The connection is to foster the development of advanced network technologies and to support data-intensive high-end projects, such as the experiments at the LHC in Geneva, at the ITER fusion reactor in France, and in other international programs. At the SC13 International Supercomputing Conference in mid-November, the Steinbuch Centre for Computing (SCC) of KIT successfully demonstrated the exchange of LHC experiment data via the high-speed connection between Karlsruhe and Denver. The German National Research and Education Network, DFN, provided a 100 gigabits/s line from KIT to Amsterdam. The transatlantic 100 Gbits/s network connection named “Advanced North Atlantic 100G Pilot project (ANA-100G)” from Amsterdam to New York will now be made available by a consortium of six international science networks for a period of twelve months.
“The worldwide LHC computing grid has proved to be suited for the exchange of the LHC data in the first years. This 100 gigabits/s transatlantic network test now is an important step in the extension of this distributed computing environment for coping with the much larger data volumes of the next LHC data acquisition and future experiments,” Professor Dr. Christian Zeitnitz, deputy chairman of the Committee for Elementary Particle Physics (KET), says.
Apart from the transmission of LHC data, SCC also succeeded in demonstrating in a showcase that currently available computer systems really fill the bandwidth of 100 gigabits/s and the data are processed in real time. “In view of the length of the transatlantic connection, this certainly is a technical challenge,” Professor Dr. Bernhard Neumair, Managing Director of SCC, emphasizes.
The science networks Internet2 (USA), NORDUnet (Nordic countries), ESnet (U.S. Department of Energy), SURFnet (the Netherlands), CANARIE (Canada), and GÉANT (Europe) are parts of the high-speed connection. Establishment of this connection once again illustrates that current top research is increasingly based on large-scale scientific data, the management and analysis of which are keys to new findings and innovations. Complex projects are performed in international cooperation, with the researchers expecting rapid and secure access to data distributed all around the globe.

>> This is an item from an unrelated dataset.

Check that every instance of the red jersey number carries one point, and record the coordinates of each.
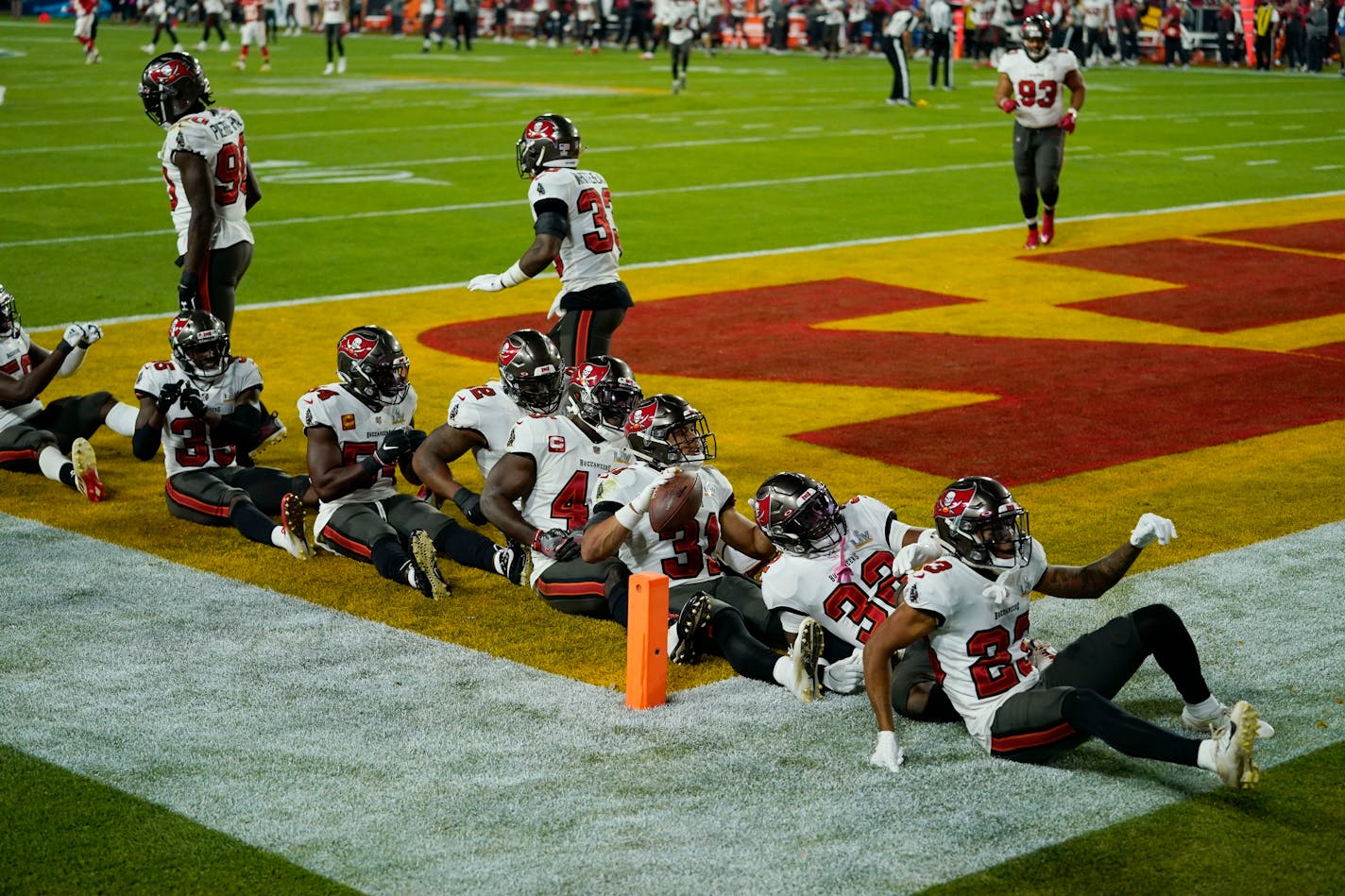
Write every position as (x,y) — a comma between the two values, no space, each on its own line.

Dr. Takanori Hara from the Japanese High-energy Accelerator Research Organization KEK, who is computing coordinator of the Belle II experiment that is planned to measure the properties of bottom quarks with highest precision in the future, also congratulated the SCC on the successful demonstration of their 100 gigabits/s technology. He underlined that this test is a milestone on the way towards the distributed computing infrastructure for the Belle II experiment, in which the KIT and in particular the Grid Computing Centre Karlsruhe (GridKa) of SCC will play an important role.